La lluvia violenta que a veces arrecia en Bruselas ha empezado a caer, por suerte, cuando ya estaba llegando al piso que he venido a visitar. Me apeo y llamo al timbre. Sandrine, que en breves me contará que trabaja en una ong que promueve los derechos sexuales y reproductivos de mujeres en riesgo y se va a ir de Bruselas pronto, me abre el portal y me dice que puedo dejar la bicicleta dentro. La aparco y subo las escaleras. El barrio me ha gustado, pero los rellanos están atestados de armarios, de percheros con decenas de chaquetas y de zapatillas sueltas que a veces han caído sobre los escalones. Pienso: “Esto es insalvable”, aunque a continuación me contradigo, o hago por contradecirme, y al llegar al apartamento, que es el duplex que corona el edificio, me sale ser agradable sin forzarlo. Sandrine me enseña la primera planta, y luego pasamos a la pequeña terraza cuadrada, que sin duda es lo mejor de lo que he visto hasta ahora; me explica que al fondo está la iglesia de Saint-Servais, y yo sé que a continuación me va a hablar de las cafeterías para tomar ‘brunch’ que han abierto al lado hace no mucho, una muestra de que el barrio se está gentrificando. La escucho con atención: empatizo con que quiera encontrar cuanto antes a alguien de confianza a quien dejarle su piso.
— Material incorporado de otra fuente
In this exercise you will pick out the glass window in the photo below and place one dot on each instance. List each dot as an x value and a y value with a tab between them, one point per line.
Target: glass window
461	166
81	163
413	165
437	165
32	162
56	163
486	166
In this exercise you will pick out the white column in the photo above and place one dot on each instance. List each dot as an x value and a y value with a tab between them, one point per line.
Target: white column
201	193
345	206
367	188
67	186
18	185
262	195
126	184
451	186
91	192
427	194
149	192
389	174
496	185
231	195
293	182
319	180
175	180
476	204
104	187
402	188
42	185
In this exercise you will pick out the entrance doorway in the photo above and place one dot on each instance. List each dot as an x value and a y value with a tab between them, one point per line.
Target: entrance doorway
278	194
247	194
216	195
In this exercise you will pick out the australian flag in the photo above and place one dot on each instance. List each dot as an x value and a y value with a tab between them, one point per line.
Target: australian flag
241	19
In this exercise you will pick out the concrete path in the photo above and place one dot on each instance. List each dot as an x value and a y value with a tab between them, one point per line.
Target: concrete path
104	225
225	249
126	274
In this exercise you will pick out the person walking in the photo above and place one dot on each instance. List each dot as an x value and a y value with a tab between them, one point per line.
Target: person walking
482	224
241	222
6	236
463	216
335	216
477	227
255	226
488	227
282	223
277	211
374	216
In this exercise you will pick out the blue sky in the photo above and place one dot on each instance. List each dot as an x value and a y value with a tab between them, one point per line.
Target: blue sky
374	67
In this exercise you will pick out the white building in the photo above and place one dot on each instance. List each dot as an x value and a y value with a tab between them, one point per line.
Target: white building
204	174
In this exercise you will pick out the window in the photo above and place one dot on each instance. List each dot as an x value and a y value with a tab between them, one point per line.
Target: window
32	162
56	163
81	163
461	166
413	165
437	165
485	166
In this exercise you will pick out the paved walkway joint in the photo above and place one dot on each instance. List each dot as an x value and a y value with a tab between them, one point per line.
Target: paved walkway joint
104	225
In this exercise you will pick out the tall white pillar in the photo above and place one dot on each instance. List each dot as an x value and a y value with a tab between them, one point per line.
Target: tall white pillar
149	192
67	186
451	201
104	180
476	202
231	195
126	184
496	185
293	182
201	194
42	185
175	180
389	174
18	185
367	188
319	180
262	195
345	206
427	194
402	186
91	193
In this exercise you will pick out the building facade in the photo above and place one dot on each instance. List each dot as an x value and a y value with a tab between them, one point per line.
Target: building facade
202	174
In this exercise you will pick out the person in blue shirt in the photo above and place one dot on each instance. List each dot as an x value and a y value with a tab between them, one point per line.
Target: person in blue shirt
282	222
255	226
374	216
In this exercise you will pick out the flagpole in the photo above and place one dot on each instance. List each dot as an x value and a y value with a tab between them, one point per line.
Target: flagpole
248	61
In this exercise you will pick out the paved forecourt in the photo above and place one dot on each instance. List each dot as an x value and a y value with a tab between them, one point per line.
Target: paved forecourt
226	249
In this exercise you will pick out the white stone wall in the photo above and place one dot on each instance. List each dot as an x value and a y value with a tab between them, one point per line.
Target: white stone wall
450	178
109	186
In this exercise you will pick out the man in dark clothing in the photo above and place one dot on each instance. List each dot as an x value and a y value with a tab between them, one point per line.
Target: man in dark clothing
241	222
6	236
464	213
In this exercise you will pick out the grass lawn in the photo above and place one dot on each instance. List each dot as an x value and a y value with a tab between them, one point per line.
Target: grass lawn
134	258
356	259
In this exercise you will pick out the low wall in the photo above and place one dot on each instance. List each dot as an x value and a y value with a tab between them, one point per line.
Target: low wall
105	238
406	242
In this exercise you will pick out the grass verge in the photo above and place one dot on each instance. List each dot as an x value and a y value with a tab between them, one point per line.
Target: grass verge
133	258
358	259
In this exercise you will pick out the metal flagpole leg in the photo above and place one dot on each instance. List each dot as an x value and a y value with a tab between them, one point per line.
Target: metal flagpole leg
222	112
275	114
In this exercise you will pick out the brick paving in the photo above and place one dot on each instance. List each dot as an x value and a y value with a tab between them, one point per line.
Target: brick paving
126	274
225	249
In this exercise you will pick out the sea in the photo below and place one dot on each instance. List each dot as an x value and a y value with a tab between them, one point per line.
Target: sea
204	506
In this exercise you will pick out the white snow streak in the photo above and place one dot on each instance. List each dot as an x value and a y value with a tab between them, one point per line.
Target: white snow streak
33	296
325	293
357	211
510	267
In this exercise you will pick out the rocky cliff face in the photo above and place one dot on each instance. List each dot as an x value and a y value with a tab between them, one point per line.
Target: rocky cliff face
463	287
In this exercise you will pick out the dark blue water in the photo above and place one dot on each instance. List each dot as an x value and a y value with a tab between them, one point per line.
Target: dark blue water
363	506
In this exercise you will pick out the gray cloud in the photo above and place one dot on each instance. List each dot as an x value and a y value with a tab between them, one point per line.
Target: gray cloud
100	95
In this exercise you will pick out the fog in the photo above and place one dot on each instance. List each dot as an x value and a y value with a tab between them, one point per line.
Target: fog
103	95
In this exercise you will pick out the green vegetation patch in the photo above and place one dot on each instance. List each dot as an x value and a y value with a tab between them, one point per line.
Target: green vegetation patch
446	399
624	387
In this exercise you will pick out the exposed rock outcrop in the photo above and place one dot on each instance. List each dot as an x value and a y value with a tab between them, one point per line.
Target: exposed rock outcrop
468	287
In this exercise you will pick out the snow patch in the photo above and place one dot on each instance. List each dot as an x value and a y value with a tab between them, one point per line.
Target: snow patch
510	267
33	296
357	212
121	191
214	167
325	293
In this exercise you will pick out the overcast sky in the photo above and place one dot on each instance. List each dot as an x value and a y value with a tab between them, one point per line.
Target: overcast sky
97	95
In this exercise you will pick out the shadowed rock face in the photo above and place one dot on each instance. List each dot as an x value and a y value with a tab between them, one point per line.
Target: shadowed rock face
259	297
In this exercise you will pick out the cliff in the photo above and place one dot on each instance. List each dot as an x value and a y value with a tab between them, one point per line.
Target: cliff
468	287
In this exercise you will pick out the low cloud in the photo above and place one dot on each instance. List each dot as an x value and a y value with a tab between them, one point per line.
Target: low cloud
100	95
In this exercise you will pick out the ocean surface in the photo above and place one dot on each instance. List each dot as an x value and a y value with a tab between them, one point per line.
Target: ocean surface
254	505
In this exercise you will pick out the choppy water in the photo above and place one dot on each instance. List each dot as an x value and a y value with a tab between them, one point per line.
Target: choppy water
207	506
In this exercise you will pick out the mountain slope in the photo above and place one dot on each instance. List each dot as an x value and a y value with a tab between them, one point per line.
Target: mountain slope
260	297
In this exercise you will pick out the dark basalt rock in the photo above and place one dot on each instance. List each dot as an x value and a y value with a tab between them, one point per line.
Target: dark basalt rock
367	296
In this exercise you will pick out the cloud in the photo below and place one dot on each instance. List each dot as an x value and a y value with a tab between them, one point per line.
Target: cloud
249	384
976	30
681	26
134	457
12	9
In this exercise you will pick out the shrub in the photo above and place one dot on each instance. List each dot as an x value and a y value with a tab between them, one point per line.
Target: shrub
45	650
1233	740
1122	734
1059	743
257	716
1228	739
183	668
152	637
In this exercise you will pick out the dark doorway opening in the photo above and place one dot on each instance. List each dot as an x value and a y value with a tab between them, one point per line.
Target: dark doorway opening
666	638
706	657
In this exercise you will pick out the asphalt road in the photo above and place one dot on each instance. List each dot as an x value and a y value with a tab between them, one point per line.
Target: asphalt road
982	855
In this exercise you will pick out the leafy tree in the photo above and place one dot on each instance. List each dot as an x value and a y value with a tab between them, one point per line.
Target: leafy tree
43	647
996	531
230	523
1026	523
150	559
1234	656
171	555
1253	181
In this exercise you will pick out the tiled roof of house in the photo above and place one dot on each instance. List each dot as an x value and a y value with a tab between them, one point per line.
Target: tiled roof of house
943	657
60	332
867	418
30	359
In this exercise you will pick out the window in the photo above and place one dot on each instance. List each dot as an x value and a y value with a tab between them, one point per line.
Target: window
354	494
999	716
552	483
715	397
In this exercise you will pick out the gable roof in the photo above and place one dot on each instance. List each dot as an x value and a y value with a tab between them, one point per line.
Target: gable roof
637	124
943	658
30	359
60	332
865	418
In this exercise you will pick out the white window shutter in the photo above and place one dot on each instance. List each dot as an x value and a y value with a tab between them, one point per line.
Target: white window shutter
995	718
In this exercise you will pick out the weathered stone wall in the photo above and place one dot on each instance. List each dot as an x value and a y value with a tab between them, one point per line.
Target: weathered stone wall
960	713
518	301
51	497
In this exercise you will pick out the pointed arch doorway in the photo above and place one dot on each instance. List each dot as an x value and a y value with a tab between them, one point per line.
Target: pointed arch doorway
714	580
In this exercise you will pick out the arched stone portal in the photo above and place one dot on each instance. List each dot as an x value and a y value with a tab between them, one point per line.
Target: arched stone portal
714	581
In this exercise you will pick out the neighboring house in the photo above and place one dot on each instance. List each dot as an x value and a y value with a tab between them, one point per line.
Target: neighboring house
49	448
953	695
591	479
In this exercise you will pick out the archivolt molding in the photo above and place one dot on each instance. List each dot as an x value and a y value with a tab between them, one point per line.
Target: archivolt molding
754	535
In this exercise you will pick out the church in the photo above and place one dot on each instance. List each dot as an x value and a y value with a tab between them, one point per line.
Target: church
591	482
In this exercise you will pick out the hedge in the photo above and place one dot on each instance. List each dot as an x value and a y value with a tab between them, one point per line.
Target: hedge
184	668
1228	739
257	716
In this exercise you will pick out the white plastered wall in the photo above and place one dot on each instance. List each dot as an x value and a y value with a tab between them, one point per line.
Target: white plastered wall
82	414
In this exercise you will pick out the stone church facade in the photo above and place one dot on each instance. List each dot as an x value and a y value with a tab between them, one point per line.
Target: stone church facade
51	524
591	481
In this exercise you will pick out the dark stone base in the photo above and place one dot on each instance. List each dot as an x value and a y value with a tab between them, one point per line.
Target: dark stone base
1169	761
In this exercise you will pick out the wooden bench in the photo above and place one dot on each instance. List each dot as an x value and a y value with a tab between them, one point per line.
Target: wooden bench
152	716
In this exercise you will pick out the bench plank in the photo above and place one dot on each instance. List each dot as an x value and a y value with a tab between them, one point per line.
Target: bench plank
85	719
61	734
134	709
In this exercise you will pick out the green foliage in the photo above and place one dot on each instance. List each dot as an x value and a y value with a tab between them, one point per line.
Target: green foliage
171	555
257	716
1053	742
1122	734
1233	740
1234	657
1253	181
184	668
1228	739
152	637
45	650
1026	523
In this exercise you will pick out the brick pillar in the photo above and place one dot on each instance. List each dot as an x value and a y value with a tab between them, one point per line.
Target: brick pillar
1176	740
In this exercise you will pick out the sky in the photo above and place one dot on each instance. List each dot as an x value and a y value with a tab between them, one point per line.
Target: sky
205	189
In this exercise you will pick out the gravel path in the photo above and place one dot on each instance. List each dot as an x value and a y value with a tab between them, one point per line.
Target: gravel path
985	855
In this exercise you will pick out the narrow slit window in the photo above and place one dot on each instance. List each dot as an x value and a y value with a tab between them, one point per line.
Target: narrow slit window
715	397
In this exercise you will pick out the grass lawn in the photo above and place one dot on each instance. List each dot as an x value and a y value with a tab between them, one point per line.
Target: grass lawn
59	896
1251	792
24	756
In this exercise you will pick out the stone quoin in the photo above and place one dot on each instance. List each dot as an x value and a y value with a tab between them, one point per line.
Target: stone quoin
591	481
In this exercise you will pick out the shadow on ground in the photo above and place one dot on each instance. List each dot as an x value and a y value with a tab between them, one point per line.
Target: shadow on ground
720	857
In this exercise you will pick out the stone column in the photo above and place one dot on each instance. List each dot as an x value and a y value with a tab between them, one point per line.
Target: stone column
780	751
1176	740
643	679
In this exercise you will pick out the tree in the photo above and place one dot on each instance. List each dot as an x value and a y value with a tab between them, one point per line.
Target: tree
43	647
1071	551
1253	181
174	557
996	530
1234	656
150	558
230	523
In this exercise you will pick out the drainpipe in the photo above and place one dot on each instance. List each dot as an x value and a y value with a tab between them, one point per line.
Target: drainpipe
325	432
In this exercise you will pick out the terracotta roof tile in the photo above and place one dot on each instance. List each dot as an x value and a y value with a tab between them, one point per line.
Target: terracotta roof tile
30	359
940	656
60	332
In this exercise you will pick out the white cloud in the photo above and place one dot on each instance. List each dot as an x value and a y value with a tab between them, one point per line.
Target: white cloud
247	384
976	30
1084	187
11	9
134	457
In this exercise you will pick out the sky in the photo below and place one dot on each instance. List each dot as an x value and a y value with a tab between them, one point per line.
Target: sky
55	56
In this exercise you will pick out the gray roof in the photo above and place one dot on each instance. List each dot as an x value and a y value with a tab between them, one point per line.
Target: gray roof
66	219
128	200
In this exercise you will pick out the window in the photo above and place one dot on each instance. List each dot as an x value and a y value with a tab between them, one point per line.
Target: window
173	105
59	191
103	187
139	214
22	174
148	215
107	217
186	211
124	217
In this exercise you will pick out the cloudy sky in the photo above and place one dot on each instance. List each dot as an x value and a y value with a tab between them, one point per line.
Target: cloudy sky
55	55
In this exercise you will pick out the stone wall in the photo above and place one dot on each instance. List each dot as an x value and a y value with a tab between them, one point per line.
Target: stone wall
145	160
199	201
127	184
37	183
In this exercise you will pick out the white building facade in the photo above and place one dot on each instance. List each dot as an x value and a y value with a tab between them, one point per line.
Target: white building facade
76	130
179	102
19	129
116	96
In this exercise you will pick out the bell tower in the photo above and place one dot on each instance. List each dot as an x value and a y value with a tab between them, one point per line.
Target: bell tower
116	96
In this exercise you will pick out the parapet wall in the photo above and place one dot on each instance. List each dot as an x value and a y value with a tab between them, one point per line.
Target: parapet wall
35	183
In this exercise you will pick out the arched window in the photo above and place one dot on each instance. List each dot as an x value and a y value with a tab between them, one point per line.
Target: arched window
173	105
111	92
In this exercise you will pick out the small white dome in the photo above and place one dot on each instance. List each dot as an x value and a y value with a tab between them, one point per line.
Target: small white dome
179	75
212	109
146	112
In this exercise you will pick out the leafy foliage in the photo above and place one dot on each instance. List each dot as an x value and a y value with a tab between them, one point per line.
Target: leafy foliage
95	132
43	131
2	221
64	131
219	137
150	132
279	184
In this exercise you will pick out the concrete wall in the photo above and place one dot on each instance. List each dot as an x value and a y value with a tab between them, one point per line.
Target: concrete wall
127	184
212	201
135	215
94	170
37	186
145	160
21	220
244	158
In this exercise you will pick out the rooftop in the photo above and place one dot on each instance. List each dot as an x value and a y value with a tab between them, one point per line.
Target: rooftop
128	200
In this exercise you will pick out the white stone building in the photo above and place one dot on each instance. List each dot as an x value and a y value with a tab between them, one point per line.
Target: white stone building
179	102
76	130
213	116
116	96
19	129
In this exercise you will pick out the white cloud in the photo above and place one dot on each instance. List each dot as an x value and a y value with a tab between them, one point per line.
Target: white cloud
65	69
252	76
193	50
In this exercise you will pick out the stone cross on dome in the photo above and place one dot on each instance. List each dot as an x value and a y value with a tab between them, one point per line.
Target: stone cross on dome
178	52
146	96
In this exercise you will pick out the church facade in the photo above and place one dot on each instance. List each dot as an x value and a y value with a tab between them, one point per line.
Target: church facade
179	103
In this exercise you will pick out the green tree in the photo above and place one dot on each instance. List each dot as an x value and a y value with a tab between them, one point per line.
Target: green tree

Al poco de acabar su explicación sobre dónde están las zonas que frecuentar y dónde las que es mejor evitar, sobre todo si se es mujer, sale el vecino de al lado a su propia terraza. La conversación es animada. Les digo a ambos la verdad: que apetece invitar a seis u ocho amigos a cenar y a echar la tarde, esa y las que vengan, entre risas. Nos miramos cómplices: posiblemente seamos parecidos. Después subiré a la segunda planta para ver la habitación, mucho menos impresionante, y decidiré no quedarme con el piso, pero en este momento, imaginando buenos ratos en esa terraza donde finalmente no ha llovido como parecía, tengo claro que está siendo un buen rato.
Estoy de nuevo sobre la bicicleta. Pero mi mente, como habitualmente, está al mismo tiempo en la realidad y en otra parte. Pienso en las temporadas que he vivido en el extranjero; en que apenas vuelvo sobre ellas porque no soy nostálgico y, además, entre medias he sido relativamente feliz en Madrid. Pero hay una idea que ya me ha venido más veces y que ahora vuelve, una idea que rara vez me ha llevado a actuar en consecuencia: se recuerdan el triple de cosas de un año diferente que de tres años rutinarios. Y que a menudo viene seguida por esta otra: donde a algunos mejor se nos ha forjado el carácter, se nos han asentado nuestras más genuinas aspiraciones, y se nos ha aclarado aquello en lo que con más impulso queríamos convertirnos ha sido en lugares donde las relaciones no eran las confortables, las obvias; en ese territorio mágico en el que todo está por hacerse, pero es uno mismo quien se está construyendo.